Pour M6 Publicité, marques et consommateurs se retrouvent ainsi « compagnons de transgression ». Par conviction, ou plus vraisemblablement par opportunisme. C’est ainsi que Netflix n’a pas hésité, le temps d’un week-end, à proposer à ses abonnés de la côte Ouest des États-Unis de choisir parmi 13 variétés la saveur de marijuana la plus en adéquation avec la série qu’ils souhaitaient voir. En plus du hacking des modes de consommation, les marques entendent détourner les codes de communication, telle Dove, qui au Danemark a conçu l’opération Image Hack pour s’attaquer aux stéréotypes féminins dans la publicité. Avec l’agence Mindshare, la marque de beauté a détourné la banque d’images en ligne Shutterstock en y diffusant des photos plus représentatives des « vraies » femmes, une opération partagée par une quarantaine de marques.
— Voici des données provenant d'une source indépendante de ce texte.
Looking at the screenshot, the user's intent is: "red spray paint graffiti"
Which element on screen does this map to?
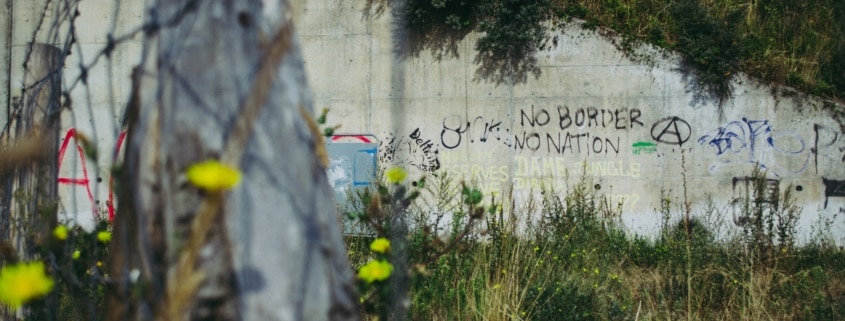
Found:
[58,128,126,221]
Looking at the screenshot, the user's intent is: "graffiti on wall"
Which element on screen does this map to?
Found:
[57,128,126,220]
[651,116,692,146]
[698,117,810,177]
[378,128,440,172]
[440,105,644,155]
[811,124,845,174]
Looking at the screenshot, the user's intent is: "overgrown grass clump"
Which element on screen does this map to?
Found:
[554,0,845,99]
[369,0,845,100]
[347,169,845,320]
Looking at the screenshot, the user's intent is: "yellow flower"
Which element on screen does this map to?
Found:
[384,167,408,184]
[358,260,393,283]
[370,237,390,253]
[0,261,53,309]
[186,160,241,191]
[53,225,67,241]
[97,231,111,243]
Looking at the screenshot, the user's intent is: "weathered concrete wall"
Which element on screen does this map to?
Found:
[5,0,144,230]
[299,0,845,240]
[0,0,845,241]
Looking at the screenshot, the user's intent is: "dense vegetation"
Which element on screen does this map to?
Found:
[371,0,845,99]
[347,169,845,320]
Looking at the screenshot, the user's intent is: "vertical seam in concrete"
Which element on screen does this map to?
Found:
[1,0,15,126]
[364,9,370,131]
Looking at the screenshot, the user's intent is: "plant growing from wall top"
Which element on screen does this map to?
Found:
[369,0,552,83]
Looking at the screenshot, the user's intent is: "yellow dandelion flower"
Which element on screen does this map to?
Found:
[384,167,408,184]
[186,160,241,191]
[358,260,393,283]
[0,261,53,309]
[53,225,67,241]
[97,231,111,243]
[370,237,390,253]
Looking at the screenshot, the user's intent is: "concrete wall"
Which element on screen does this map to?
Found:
[0,0,144,227]
[299,0,845,238]
[0,0,845,239]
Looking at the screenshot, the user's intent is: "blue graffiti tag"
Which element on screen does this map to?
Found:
[698,117,810,177]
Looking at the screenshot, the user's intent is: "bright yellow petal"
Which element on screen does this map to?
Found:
[384,167,408,184]
[370,237,390,253]
[0,261,53,309]
[97,231,111,243]
[53,225,67,241]
[186,160,241,191]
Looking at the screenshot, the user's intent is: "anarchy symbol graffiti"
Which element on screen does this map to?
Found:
[651,116,692,145]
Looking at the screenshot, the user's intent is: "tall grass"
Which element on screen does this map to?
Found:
[347,169,845,320]
[553,0,845,99]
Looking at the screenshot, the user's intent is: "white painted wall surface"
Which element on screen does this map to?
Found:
[2,0,845,242]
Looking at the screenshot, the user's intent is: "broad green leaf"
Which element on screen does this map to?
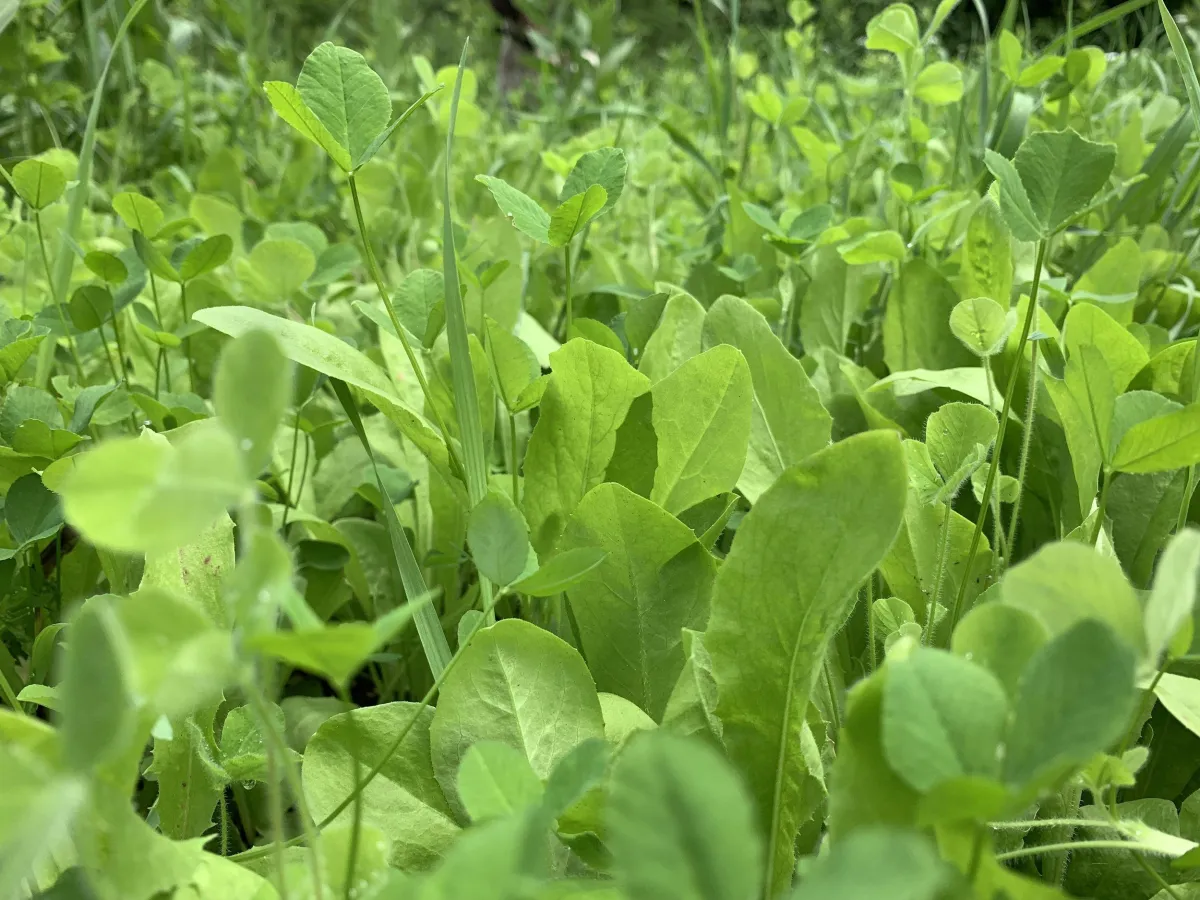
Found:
[392,269,446,347]
[1000,541,1145,648]
[866,4,920,59]
[883,647,1008,793]
[467,490,529,586]
[883,259,974,372]
[59,427,250,553]
[1154,672,1200,734]
[263,82,353,172]
[960,197,1013,311]
[704,432,907,895]
[650,344,754,515]
[301,703,458,870]
[457,740,542,822]
[912,62,962,107]
[4,472,62,547]
[950,604,1050,697]
[562,484,716,720]
[984,150,1045,241]
[475,175,551,244]
[607,733,762,900]
[512,547,606,596]
[524,338,649,554]
[791,827,950,900]
[703,296,832,503]
[986,128,1116,240]
[546,185,608,247]
[1112,403,1200,473]
[247,596,428,689]
[12,160,67,210]
[1142,528,1200,666]
[950,303,1016,358]
[558,146,626,216]
[430,619,604,809]
[925,403,996,491]
[296,41,391,168]
[212,331,292,474]
[1003,619,1138,788]
[179,234,233,281]
[193,306,461,504]
[637,292,704,382]
[1062,304,1150,394]
[113,191,167,239]
[59,596,134,772]
[838,232,905,265]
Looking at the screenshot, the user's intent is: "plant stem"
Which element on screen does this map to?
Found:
[1088,468,1112,547]
[947,240,1046,642]
[34,210,84,384]
[349,174,466,472]
[1006,341,1038,563]
[563,244,574,343]
[920,500,953,644]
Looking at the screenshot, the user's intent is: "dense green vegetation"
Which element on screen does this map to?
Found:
[0,0,1200,900]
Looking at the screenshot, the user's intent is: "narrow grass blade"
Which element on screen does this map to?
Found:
[330,378,452,678]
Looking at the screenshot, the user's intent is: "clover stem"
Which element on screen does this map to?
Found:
[563,244,574,343]
[946,240,1046,643]
[348,173,466,472]
[1087,468,1112,547]
[1004,341,1039,556]
[34,210,84,384]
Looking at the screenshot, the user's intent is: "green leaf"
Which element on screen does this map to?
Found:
[179,234,233,281]
[607,733,762,900]
[83,250,130,284]
[60,596,134,772]
[791,827,950,900]
[113,191,167,239]
[12,160,67,210]
[703,296,832,503]
[549,185,608,247]
[1004,619,1138,788]
[866,4,920,59]
[524,338,650,553]
[704,432,907,895]
[263,82,353,172]
[558,146,628,216]
[457,740,544,822]
[467,490,529,586]
[961,197,1013,310]
[950,296,1016,359]
[212,331,292,474]
[301,703,458,870]
[392,269,446,347]
[475,175,551,244]
[296,41,391,169]
[912,62,962,107]
[59,427,250,553]
[984,150,1045,241]
[883,259,974,372]
[67,284,113,331]
[193,306,461,501]
[430,619,604,809]
[560,484,716,720]
[4,473,62,547]
[247,595,430,688]
[950,604,1050,697]
[883,647,1008,793]
[650,344,752,515]
[1112,403,1200,473]
[512,547,606,596]
[1142,532,1200,666]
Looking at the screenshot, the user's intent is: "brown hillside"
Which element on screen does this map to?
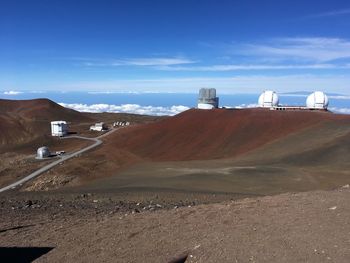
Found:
[0,99,91,150]
[104,109,350,161]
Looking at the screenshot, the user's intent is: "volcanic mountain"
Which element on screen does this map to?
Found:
[0,99,92,149]
[104,109,350,161]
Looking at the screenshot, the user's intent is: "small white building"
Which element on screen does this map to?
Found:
[306,91,329,110]
[258,90,279,108]
[90,122,108,131]
[51,121,68,137]
[197,88,219,110]
[36,146,51,159]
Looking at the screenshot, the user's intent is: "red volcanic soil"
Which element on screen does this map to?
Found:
[104,109,350,161]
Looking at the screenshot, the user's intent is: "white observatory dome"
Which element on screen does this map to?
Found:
[258,90,279,108]
[306,91,329,110]
[36,146,51,159]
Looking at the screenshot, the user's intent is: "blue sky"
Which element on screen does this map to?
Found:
[0,0,350,94]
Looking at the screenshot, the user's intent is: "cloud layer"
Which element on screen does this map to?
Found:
[59,103,189,116]
[3,90,23,96]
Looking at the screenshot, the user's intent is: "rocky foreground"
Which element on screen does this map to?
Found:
[0,185,350,262]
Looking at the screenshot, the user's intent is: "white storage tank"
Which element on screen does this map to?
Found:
[258,90,279,108]
[306,91,329,110]
[36,146,51,159]
[51,121,68,136]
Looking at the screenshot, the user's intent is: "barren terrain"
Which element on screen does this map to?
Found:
[0,100,350,262]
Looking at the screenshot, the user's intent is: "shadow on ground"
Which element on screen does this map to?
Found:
[0,247,54,263]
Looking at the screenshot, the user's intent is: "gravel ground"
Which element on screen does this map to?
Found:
[0,185,350,262]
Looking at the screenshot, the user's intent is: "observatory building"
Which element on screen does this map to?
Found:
[306,91,329,110]
[258,90,279,108]
[51,121,68,137]
[198,88,219,110]
[36,146,51,159]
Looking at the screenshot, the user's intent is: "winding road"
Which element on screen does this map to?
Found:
[0,129,118,193]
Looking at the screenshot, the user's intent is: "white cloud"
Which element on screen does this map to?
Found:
[61,74,350,95]
[3,90,23,96]
[239,37,350,62]
[158,64,340,72]
[59,103,189,116]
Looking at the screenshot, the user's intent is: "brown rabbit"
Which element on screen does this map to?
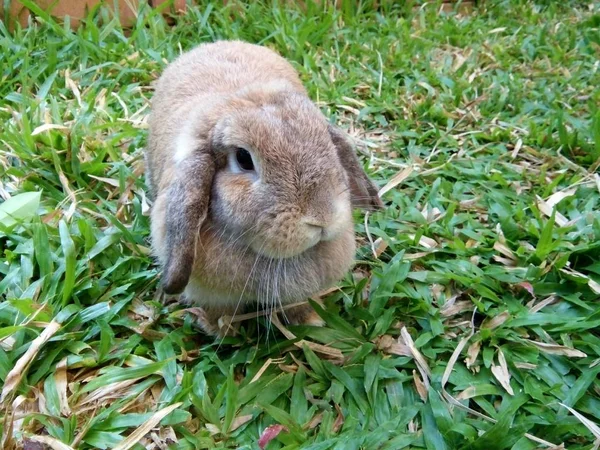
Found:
[146,41,382,334]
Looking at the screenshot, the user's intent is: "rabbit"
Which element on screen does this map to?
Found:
[145,41,382,336]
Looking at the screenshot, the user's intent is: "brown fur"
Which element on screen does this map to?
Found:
[146,41,381,332]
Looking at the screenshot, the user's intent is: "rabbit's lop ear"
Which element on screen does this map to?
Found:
[162,152,215,295]
[329,125,383,210]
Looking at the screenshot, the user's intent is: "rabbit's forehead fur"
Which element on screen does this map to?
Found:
[213,93,342,179]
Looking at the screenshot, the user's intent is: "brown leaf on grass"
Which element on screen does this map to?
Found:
[22,439,46,450]
[0,320,60,403]
[560,268,600,294]
[31,123,69,136]
[54,358,71,417]
[492,349,515,395]
[494,241,516,261]
[514,362,537,370]
[271,314,344,361]
[546,187,577,208]
[481,311,510,330]
[373,238,388,258]
[113,402,183,450]
[28,435,73,450]
[331,403,344,433]
[24,435,73,450]
[525,339,587,358]
[413,370,427,402]
[258,425,288,450]
[229,414,254,433]
[379,166,414,197]
[373,334,412,356]
[527,295,558,314]
[250,358,285,384]
[517,281,535,297]
[536,195,569,227]
[304,412,323,430]
[440,300,475,317]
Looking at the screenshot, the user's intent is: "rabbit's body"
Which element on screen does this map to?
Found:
[146,41,379,332]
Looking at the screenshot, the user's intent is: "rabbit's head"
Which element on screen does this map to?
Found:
[157,89,381,293]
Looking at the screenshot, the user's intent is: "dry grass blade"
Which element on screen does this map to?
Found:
[492,349,515,395]
[373,334,412,356]
[560,268,600,294]
[525,339,587,358]
[529,295,558,314]
[54,358,71,417]
[31,123,69,136]
[481,311,510,330]
[400,327,431,401]
[229,414,254,433]
[413,370,429,402]
[442,390,557,448]
[546,188,577,208]
[113,402,183,450]
[400,327,431,378]
[465,341,481,369]
[271,314,344,361]
[250,358,285,384]
[536,196,569,227]
[442,311,475,389]
[379,166,414,197]
[560,403,600,439]
[27,435,73,450]
[0,320,60,403]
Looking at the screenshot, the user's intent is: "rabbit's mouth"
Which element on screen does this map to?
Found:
[250,223,344,259]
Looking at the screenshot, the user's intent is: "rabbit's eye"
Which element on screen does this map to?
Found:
[235,148,254,171]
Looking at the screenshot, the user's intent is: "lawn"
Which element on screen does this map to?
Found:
[0,0,600,450]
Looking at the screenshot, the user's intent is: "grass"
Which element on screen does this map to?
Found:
[0,0,600,450]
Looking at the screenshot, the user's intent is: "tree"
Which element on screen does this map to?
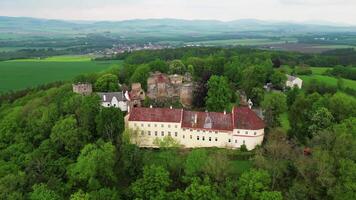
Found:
[130,65,150,89]
[184,179,220,200]
[206,76,232,112]
[95,74,119,92]
[328,92,356,122]
[68,141,116,190]
[30,183,61,200]
[270,70,287,89]
[184,149,208,177]
[261,92,287,127]
[95,107,125,145]
[50,116,89,155]
[75,94,101,135]
[309,107,334,134]
[131,165,171,199]
[241,66,267,97]
[203,151,230,183]
[169,60,187,74]
[70,190,90,200]
[148,59,169,73]
[237,169,271,200]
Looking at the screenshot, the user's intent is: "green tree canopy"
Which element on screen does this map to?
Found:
[95,107,125,143]
[206,76,232,112]
[95,74,120,92]
[132,165,171,199]
[261,92,287,127]
[68,141,116,190]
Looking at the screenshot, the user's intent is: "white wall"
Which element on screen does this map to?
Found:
[128,121,264,150]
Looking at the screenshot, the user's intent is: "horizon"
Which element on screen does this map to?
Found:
[0,0,356,26]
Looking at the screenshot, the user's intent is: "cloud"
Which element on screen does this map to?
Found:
[0,0,356,24]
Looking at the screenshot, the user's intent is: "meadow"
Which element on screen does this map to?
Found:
[0,56,121,93]
[188,38,296,46]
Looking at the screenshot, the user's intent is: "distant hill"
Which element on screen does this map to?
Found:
[0,16,356,37]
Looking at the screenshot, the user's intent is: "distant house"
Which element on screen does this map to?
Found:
[286,75,303,89]
[97,92,128,112]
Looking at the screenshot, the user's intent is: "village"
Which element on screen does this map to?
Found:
[73,72,302,150]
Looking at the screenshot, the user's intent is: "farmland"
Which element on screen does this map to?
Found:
[188,38,296,46]
[0,56,121,93]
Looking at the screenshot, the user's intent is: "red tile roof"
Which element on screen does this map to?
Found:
[233,107,265,130]
[129,107,265,131]
[182,111,233,131]
[129,107,182,123]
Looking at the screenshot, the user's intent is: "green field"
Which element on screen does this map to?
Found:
[0,56,121,93]
[188,38,296,46]
[300,75,356,89]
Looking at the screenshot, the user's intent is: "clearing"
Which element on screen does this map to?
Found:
[0,56,122,93]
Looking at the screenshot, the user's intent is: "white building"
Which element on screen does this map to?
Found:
[286,75,303,89]
[127,107,265,150]
[97,92,128,112]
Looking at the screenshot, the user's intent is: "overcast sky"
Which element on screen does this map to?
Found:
[0,0,356,25]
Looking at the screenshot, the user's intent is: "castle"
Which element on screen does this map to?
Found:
[147,72,194,107]
[126,107,265,150]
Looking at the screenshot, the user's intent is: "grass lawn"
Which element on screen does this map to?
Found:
[300,75,356,89]
[0,56,121,93]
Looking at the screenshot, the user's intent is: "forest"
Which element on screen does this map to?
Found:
[0,47,356,200]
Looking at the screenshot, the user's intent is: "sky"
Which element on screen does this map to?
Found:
[0,0,356,25]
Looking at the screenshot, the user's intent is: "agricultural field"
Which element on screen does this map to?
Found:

Pour protester contre les contrefaçons dont elle est victime, Diesel n’a de son côté pas hésité à détourner son propre logo et à vendre ses vraies-fausses contrefaçons sous la marque Deisel.

« Il est vrai qu’il y a ici un fond d’opportunisme, pointe le sociologue Michaël Dandrieux. Plus largement, les marques se rendent compte qu’elles ont une fonction sociale et veulent ainsi se resynchroniser avec le social dont elles sont les adjuvants. » Attention toutefois à ne pas aller trop loin. Pepsi en a fait les frais en tentant de surfer sur le mouvement Black Lives Matter aux États-Unis. Objet du délit ? Un spot publicitaire mettant en scène la mannequin Kendall Jenner, offrant une canette de soda à un policier venu encadrer une manifestation. Face à la déferlante suscitée sur les réseaux sociaux, le fabricant de boisson a préféré retirer sa campagne. « Les marques ont des territoires de légitimité limités. Quand une marque sort de son mythe, il y a un risque de backlash [contrecoup] », analyse Michaël Dandrieux. Le hacking a ses limites.

Partager le savoir

Le phénomène du hacking démocratique se matérialise aussi, toujours selon M6 Publicité, par une plus large diffusion du savoir, et les marques entendent là aussi y jouer un rôle. C’est ainsi que la fondation L’Oréal a lancé fin 2017 l’opération digitale #Nowyouknow, qui met en scène six jeunes scientifiques et six influenceuses afin de valoriser la science auprès des jeunes filles. Dans cette même logique de partage, Ikea s’est associé au studio danois de création Space 10 pour ouvrir un jardin urbain, Growroom, permettant à chacun de cultiver ses propres fruits et légumes.